L'ouvrage rafraîchit nos souvenirs de l'actualité politique et constitutionnelle. Il s'imposera peut-être davantage par ses vérités éternelles; soulignons des morceaux d'anthologie sur l'essence du nationalisme québécois (p. 63-64, 91, 99-100). Léon Dion est doué pour la prémonition. Dès 1980, il prévoit la nécessité de commissions préfigurant Bélanger-Campeau et le forum Spicer. Il prédit qu'un Premier ministre anglophone brillera davantage dans le dossier constitutionnel qu'un Pierre Trudeau aux idées arrêtées (bon gré mal gré, Brian Mulroney a suscité l'unanimité des premiers ministres et du Parlement en 1987 comme en 1992). Et il tient, avec dix ans d'avance, les propos de Robert Bourassa au lendemain de l'échec de Meech. C'est dire sa préscience.

On constatera le piétinement du processus constitutionnel et de maints débats politiques. Le rapport Pépin-Robarts, en 1979, parlait déjà d'asymétrie. On ergote depuis vingt ans sur la majorité requise pour la sécession du Québec. Ceux qui ne désespèrent pas du Canada concoctent d'infinies moutures de fédéralisme renouvelé.

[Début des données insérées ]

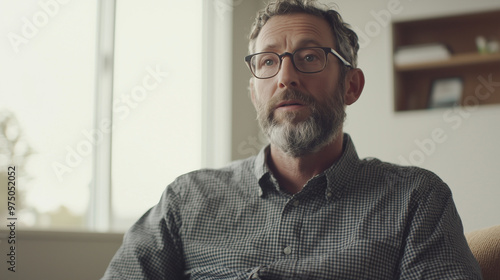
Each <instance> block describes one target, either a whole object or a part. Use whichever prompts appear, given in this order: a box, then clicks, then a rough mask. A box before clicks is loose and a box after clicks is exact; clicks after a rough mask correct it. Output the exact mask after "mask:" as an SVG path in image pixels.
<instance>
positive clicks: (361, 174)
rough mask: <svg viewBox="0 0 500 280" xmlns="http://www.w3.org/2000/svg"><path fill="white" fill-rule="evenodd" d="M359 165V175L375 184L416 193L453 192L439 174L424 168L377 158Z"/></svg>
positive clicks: (362, 160) (450, 192) (446, 193)
mask: <svg viewBox="0 0 500 280" xmlns="http://www.w3.org/2000/svg"><path fill="white" fill-rule="evenodd" d="M359 167H360V168H359V169H358V173H359V174H358V175H359V176H362V177H366V178H369V179H370V181H372V182H373V183H374V184H378V185H381V186H383V187H392V188H397V189H404V190H407V191H410V192H414V193H429V192H434V191H439V192H443V193H445V194H450V193H451V192H450V190H449V187H448V186H447V185H446V183H445V182H443V180H442V179H441V178H440V177H439V176H438V175H436V174H435V173H434V172H432V171H430V170H427V169H424V168H420V167H416V166H401V165H397V164H393V163H389V162H383V161H381V160H379V159H376V158H366V159H363V160H360V165H359Z"/></svg>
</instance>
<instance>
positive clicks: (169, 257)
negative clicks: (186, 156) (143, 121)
mask: <svg viewBox="0 0 500 280" xmlns="http://www.w3.org/2000/svg"><path fill="white" fill-rule="evenodd" d="M358 48H359V47H358V42H357V36H356V34H355V33H354V32H353V31H352V30H350V29H349V26H348V25H347V24H345V23H344V22H343V21H342V18H341V17H340V15H339V14H338V13H337V12H335V11H333V10H329V11H326V10H323V9H321V8H319V7H318V6H317V5H316V4H314V3H312V1H300V0H294V1H293V0H288V1H286V0H279V1H277V2H273V3H270V4H269V5H268V6H267V7H266V9H265V10H263V11H261V12H260V13H259V15H258V17H257V19H256V22H255V23H254V25H253V29H252V33H251V35H250V51H251V53H252V54H251V55H249V56H247V57H246V58H245V61H246V62H247V64H248V66H249V68H250V70H251V72H252V74H253V76H254V77H253V78H252V79H251V81H250V89H251V99H252V102H253V104H254V106H255V108H256V111H257V116H258V117H257V118H258V121H259V123H260V125H261V127H262V129H263V131H264V132H265V134H266V135H267V136H268V138H269V140H270V143H271V144H270V145H269V146H268V147H266V148H264V149H263V150H261V152H260V153H259V154H258V155H257V156H256V157H251V158H249V159H246V160H242V161H238V162H234V163H233V164H231V165H230V166H228V167H226V168H223V169H220V170H200V171H195V172H191V173H189V174H186V175H183V176H181V177H179V178H177V179H176V181H174V182H173V183H172V184H171V185H170V186H169V187H167V189H166V191H165V193H164V195H163V196H162V199H161V200H160V202H159V204H158V205H156V206H155V207H153V208H152V209H151V210H149V211H148V212H147V213H146V214H145V215H144V216H143V217H142V218H141V219H140V220H139V221H138V222H137V223H136V224H135V225H134V226H133V227H132V228H131V229H130V230H129V232H128V233H127V234H126V235H125V238H124V243H123V245H122V247H121V248H120V249H119V251H118V252H117V254H116V255H115V257H114V258H113V260H112V262H111V264H110V266H109V268H108V270H107V271H106V274H105V276H104V279H481V276H480V270H479V267H478V265H477V262H476V261H475V259H474V257H473V255H472V254H471V252H470V250H469V248H468V246H467V243H466V240H465V238H464V235H463V229H462V225H461V221H460V218H459V216H458V214H457V212H456V209H455V206H454V203H453V200H452V197H451V193H450V190H449V188H448V187H447V186H446V184H445V183H443V182H442V181H441V180H440V179H439V178H438V177H437V176H436V175H434V174H433V173H431V172H429V171H425V170H422V169H419V168H413V167H399V166H396V165H392V164H388V163H383V162H381V161H379V160H376V159H372V160H360V159H359V158H358V156H357V154H356V151H355V148H354V145H353V142H352V140H351V138H350V137H349V135H347V134H343V133H342V124H343V120H344V117H345V112H344V109H345V106H346V105H351V104H353V103H354V102H355V101H356V100H357V99H358V98H359V96H360V94H361V92H362V89H363V86H364V76H363V73H362V71H361V70H360V69H358V68H356V60H357V51H358Z"/></svg>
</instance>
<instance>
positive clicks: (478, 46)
mask: <svg viewBox="0 0 500 280" xmlns="http://www.w3.org/2000/svg"><path fill="white" fill-rule="evenodd" d="M487 45H488V41H486V38H484V37H483V36H477V37H476V47H477V52H478V53H481V54H483V53H487V52H488V51H487V50H488V49H487Z"/></svg>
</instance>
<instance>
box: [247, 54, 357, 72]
mask: <svg viewBox="0 0 500 280" xmlns="http://www.w3.org/2000/svg"><path fill="white" fill-rule="evenodd" d="M304 49H322V50H323V51H324V52H325V56H326V57H327V58H328V54H330V53H331V54H333V55H334V56H335V57H337V58H338V59H339V60H340V61H341V62H342V63H343V64H344V65H345V66H347V67H350V68H353V67H352V65H351V63H349V61H347V60H346V59H345V58H343V57H342V56H341V55H340V54H339V53H338V52H337V51H335V50H334V49H332V48H329V47H307V48H300V49H296V50H295V51H293V53H289V52H284V53H282V54H278V53H275V52H260V53H254V54H250V55H247V56H245V62H246V64H247V66H248V69H250V72H252V75H253V76H254V77H255V78H257V79H270V78H272V77H274V76H276V75H278V73H279V72H280V70H281V64H282V63H283V57H285V56H287V55H288V56H290V59H291V60H292V64H293V67H294V68H295V69H296V70H297V71H299V72H301V73H306V74H314V73H319V72H321V71H323V70H325V68H326V64H327V63H328V59H327V60H326V61H325V65H323V68H322V69H321V70H318V71H314V72H307V71H301V70H300V69H299V68H297V65H295V60H294V59H293V57H294V56H295V53H297V52H299V51H301V50H304ZM263 53H271V54H275V55H277V56H278V57H279V59H280V65H279V67H278V71H276V74H274V75H272V76H269V77H266V78H260V77H257V75H255V73H254V72H253V70H252V66H251V65H250V63H251V62H250V61H251V60H252V57H254V56H256V55H259V54H263Z"/></svg>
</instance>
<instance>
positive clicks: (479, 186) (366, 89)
mask: <svg viewBox="0 0 500 280" xmlns="http://www.w3.org/2000/svg"><path fill="white" fill-rule="evenodd" d="M336 3H337V5H338V7H339V10H340V12H341V14H342V15H343V17H344V19H345V21H346V22H348V23H350V24H351V25H353V26H355V27H357V28H359V29H360V30H362V31H364V30H366V28H367V27H368V26H370V28H372V30H371V33H368V34H371V35H373V36H371V37H368V38H369V40H366V38H365V40H364V41H363V48H362V49H361V50H360V52H359V67H360V68H362V69H363V71H364V73H365V76H366V86H365V90H364V92H363V94H362V96H361V99H360V100H359V101H358V102H357V103H355V104H354V105H352V106H351V107H349V108H348V120H347V124H346V128H345V131H346V132H348V133H350V134H351V135H352V136H353V139H354V142H355V144H356V147H357V150H358V153H359V154H360V156H361V157H368V156H373V157H377V158H380V159H382V160H385V161H389V162H393V163H398V164H403V163H404V161H405V160H406V161H407V162H409V163H410V164H411V163H416V165H418V166H420V167H423V168H426V169H429V170H431V171H433V172H435V173H436V174H438V175H439V176H440V177H441V178H442V179H443V180H444V181H445V182H447V183H448V184H449V186H450V188H451V189H452V191H453V194H454V199H455V203H456V204H457V208H458V211H459V213H460V215H461V217H462V220H463V223H464V227H465V231H471V230H474V229H478V228H482V227H487V226H491V225H494V224H500V203H499V201H498V199H499V198H500V172H499V171H500V168H499V167H500V164H499V163H498V159H499V158H500V122H499V121H500V106H499V105H493V106H491V105H490V106H484V107H480V108H471V107H468V108H467V107H466V108H463V109H462V110H459V111H453V112H449V111H447V110H449V109H442V110H430V111H425V110H424V111H415V112H404V113H395V112H394V110H393V89H392V83H393V78H392V66H391V63H392V57H391V53H392V42H391V36H392V35H391V26H390V23H388V22H387V23H386V24H385V22H384V20H383V19H380V17H379V19H378V21H377V19H376V18H377V16H374V14H379V15H381V13H380V11H381V10H389V9H388V8H387V7H388V5H390V4H394V5H396V7H397V9H394V8H393V9H392V10H393V11H395V10H397V11H398V12H397V13H393V14H392V20H402V19H414V18H424V17H431V16H439V15H449V14H459V13H468V12H472V11H483V10H490V9H500V1H498V0H480V1H466V0H460V1H457V0H419V1H411V0H399V1H398V0H392V1H389V0H369V1H368V0H365V1H351V0H337V1H336ZM374 23H377V24H378V25H379V27H380V29H379V32H374V31H376V30H377V29H376V28H374V26H375V24H374ZM367 36H368V35H367ZM497 82H498V81H497ZM478 84H479V82H478ZM493 94H500V88H496V89H495V93H493ZM435 129H438V130H441V131H442V132H443V133H444V136H443V137H445V140H444V142H443V143H436V142H434V147H433V146H432V144H430V140H426V139H431V133H432V132H433V131H434V130H435ZM416 141H418V142H420V143H426V144H425V147H426V148H427V149H428V151H423V150H422V148H420V147H419V146H418V145H417V144H416ZM424 149H425V148H424ZM424 152H427V154H425V153H424ZM417 154H420V155H422V154H424V155H425V156H424V157H418V156H417ZM401 157H402V158H404V159H405V160H402V159H401Z"/></svg>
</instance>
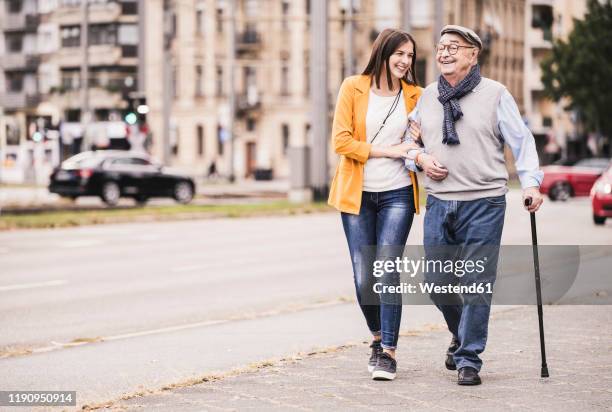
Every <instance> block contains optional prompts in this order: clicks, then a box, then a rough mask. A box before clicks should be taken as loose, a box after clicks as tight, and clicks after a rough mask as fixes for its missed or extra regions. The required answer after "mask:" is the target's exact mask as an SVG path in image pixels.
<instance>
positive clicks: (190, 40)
mask: <svg viewBox="0 0 612 412" xmlns="http://www.w3.org/2000/svg"><path fill="white" fill-rule="evenodd" d="M349 3H350V2H349V1H342V0H332V1H329V2H328V13H329V26H328V29H329V44H328V50H329V54H328V76H329V77H328V84H329V90H328V92H329V95H330V102H331V103H332V104H331V105H330V108H329V109H330V117H331V113H332V110H333V104H334V103H335V97H336V94H337V91H338V88H339V86H340V83H341V81H342V79H343V77H344V76H346V75H348V74H351V73H358V72H360V71H361V70H362V69H363V68H364V67H365V65H366V63H367V60H368V58H369V54H370V50H371V44H372V41H373V40H374V38H375V37H376V35H377V34H378V33H379V32H380V31H381V30H382V29H383V28H385V27H400V25H401V22H402V13H401V12H400V11H401V10H403V8H402V4H401V3H402V2H401V1H400V0H396V1H385V2H380V1H374V0H361V1H356V0H355V1H353V2H352V3H353V8H354V9H353V31H352V33H353V34H352V42H353V50H354V55H353V65H352V67H350V66H351V65H350V64H349V65H347V62H346V56H345V54H346V52H347V44H348V43H347V41H348V37H347V30H348V27H347V25H348V24H349V23H348V19H347V16H348V15H349V12H348V6H349ZM235 4H236V6H237V7H236V9H235V10H234V16H235V21H236V30H235V32H236V34H235V36H236V57H235V64H234V66H233V69H232V70H233V71H234V73H233V77H234V81H235V83H234V85H235V90H236V121H235V124H234V136H235V140H234V156H233V159H234V163H233V164H234V168H233V172H234V174H235V176H236V177H237V178H239V179H240V178H245V177H250V176H253V175H255V174H256V172H257V171H262V170H263V171H271V172H272V174H273V175H274V176H275V177H280V178H284V177H288V176H289V174H290V164H289V163H290V162H289V157H290V156H289V150H290V148H291V147H301V146H307V145H309V143H310V137H309V129H310V126H309V122H310V119H309V113H310V110H311V107H310V101H309V92H310V87H311V85H310V84H309V48H310V24H309V18H310V2H309V1H307V0H237V1H236V2H235ZM165 6H166V8H167V10H168V11H167V13H169V15H170V17H168V21H169V24H170V25H171V29H170V31H171V32H172V40H171V51H170V54H169V58H170V59H171V65H172V82H171V83H172V90H173V93H172V110H171V121H170V123H171V133H170V136H171V138H170V145H171V153H172V155H171V163H172V164H173V165H174V166H177V167H179V168H182V169H184V170H185V171H187V172H190V173H192V174H194V175H204V174H206V173H207V170H208V169H209V167H210V165H211V164H212V163H215V166H216V169H217V170H219V171H220V172H221V173H222V174H225V175H229V174H230V173H231V170H232V168H231V167H230V162H231V158H232V156H231V153H230V142H229V141H228V140H227V139H226V137H227V133H226V130H227V125H228V124H227V120H228V119H227V116H228V113H229V110H228V107H229V106H228V85H229V78H230V73H229V70H230V68H229V66H228V64H227V62H228V43H227V42H228V39H229V35H230V33H229V30H230V27H231V26H230V21H229V16H230V14H229V9H228V6H229V2H226V1H219V0H181V1H172V0H169V1H168V0H167V1H166V3H165ZM442 6H443V8H442V12H443V17H442V19H441V21H442V22H443V23H444V24H451V23H454V24H463V25H466V26H469V27H472V28H474V29H476V30H477V31H478V32H479V33H480V34H481V35H482V37H483V39H484V41H485V43H486V45H487V50H486V51H485V53H484V55H483V72H484V75H486V76H489V77H492V78H494V79H496V80H499V81H501V82H502V83H504V84H506V86H507V87H508V88H509V89H510V91H511V92H512V93H513V95H514V96H515V97H516V99H517V102H518V103H519V106H520V107H521V109H522V108H523V87H522V83H523V73H524V70H523V58H524V56H523V51H524V7H525V1H524V0H508V1H502V0H446V1H443V2H442ZM408 10H409V13H410V16H411V18H410V26H411V28H410V30H411V32H412V33H413V34H414V36H415V38H416V41H417V45H418V56H419V59H418V63H417V66H418V68H417V73H418V77H419V79H420V82H421V84H423V85H424V84H427V83H430V82H431V81H433V80H434V79H435V77H436V76H437V71H436V70H437V69H436V65H435V58H434V51H433V50H434V41H435V38H436V36H435V34H436V33H437V31H438V30H439V28H437V29H435V28H434V26H435V21H436V18H435V17H436V16H435V2H434V1H414V0H413V1H411V2H410V4H409V7H408ZM146 20H147V23H146V27H147V35H146V39H147V43H146V46H145V47H146V56H147V57H146V59H147V61H146V67H147V68H148V69H147V79H146V94H147V101H148V104H149V106H150V113H149V122H150V126H151V129H152V131H153V134H154V147H153V149H154V153H155V154H156V155H157V156H158V157H162V155H163V150H164V148H163V144H164V143H163V141H162V139H161V137H160V136H161V135H163V82H162V81H160V79H163V64H162V63H163V59H164V53H163V49H162V45H163V32H162V31H161V30H159V27H163V26H164V1H163V0H151V1H149V2H147V10H146ZM334 163H335V155H334V154H333V153H330V164H331V165H332V166H333V164H334Z"/></svg>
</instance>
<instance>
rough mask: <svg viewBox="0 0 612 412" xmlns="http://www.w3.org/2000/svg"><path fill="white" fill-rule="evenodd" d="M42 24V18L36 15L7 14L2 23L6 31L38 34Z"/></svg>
mask: <svg viewBox="0 0 612 412" xmlns="http://www.w3.org/2000/svg"><path fill="white" fill-rule="evenodd" d="M39 24H40V17H39V16H38V15H36V14H25V13H18V14H7V15H6V16H5V17H4V19H3V21H2V25H3V27H2V29H3V30H4V31H28V32H36V30H38V25H39Z"/></svg>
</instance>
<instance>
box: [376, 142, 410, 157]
mask: <svg viewBox="0 0 612 412" xmlns="http://www.w3.org/2000/svg"><path fill="white" fill-rule="evenodd" d="M418 148H419V146H418V145H417V144H416V143H411V142H410V143H409V142H405V143H399V144H396V145H393V146H376V145H374V146H372V148H371V150H370V158H377V157H388V158H391V159H408V158H409V157H408V152H409V151H410V150H413V149H418Z"/></svg>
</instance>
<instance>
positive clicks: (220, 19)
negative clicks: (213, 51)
mask: <svg viewBox="0 0 612 412" xmlns="http://www.w3.org/2000/svg"><path fill="white" fill-rule="evenodd" d="M217 33H223V9H222V8H218V9H217Z"/></svg>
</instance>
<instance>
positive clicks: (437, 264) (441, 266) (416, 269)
mask: <svg viewBox="0 0 612 412" xmlns="http://www.w3.org/2000/svg"><path fill="white" fill-rule="evenodd" d="M486 261H487V258H486V257H484V258H483V259H479V260H450V259H449V260H430V259H425V258H424V257H423V258H421V259H417V260H415V259H409V258H407V257H403V258H401V257H396V258H395V260H375V261H374V270H373V275H374V277H377V278H380V277H382V276H383V275H384V274H385V273H406V274H408V275H409V276H410V277H412V278H413V277H415V276H416V275H417V274H418V273H423V272H428V273H442V274H454V275H455V276H457V277H463V276H464V275H465V274H466V273H467V274H472V273H482V272H484V270H485V267H484V265H485V263H486Z"/></svg>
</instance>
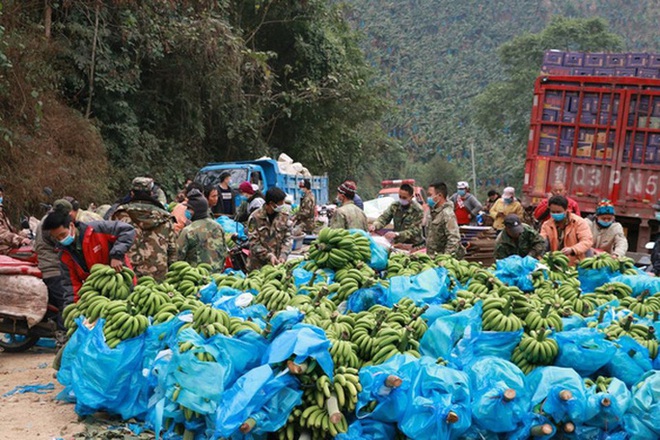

Les souverainistes louvoient ou se déchirent en débats sémantiques sur les notions d'indépendance, de souveraineté, d'association, de partenariat. Dion le reconnaît: "On continue de tourner en rond." (p. 370) Dans un beau texte de bilan, "Le Canada anglais face au Québec" (dont il sera permis de préférer le titre originel, "Propos désabusés d'un fédéraliste fatigué"), Léon Dion résume sa vision. À l'aune de la conclusion qu'il tire lui-même de ce duel constitutionnel, on ne pourra que comprendre, sinon partager, ce désabusement.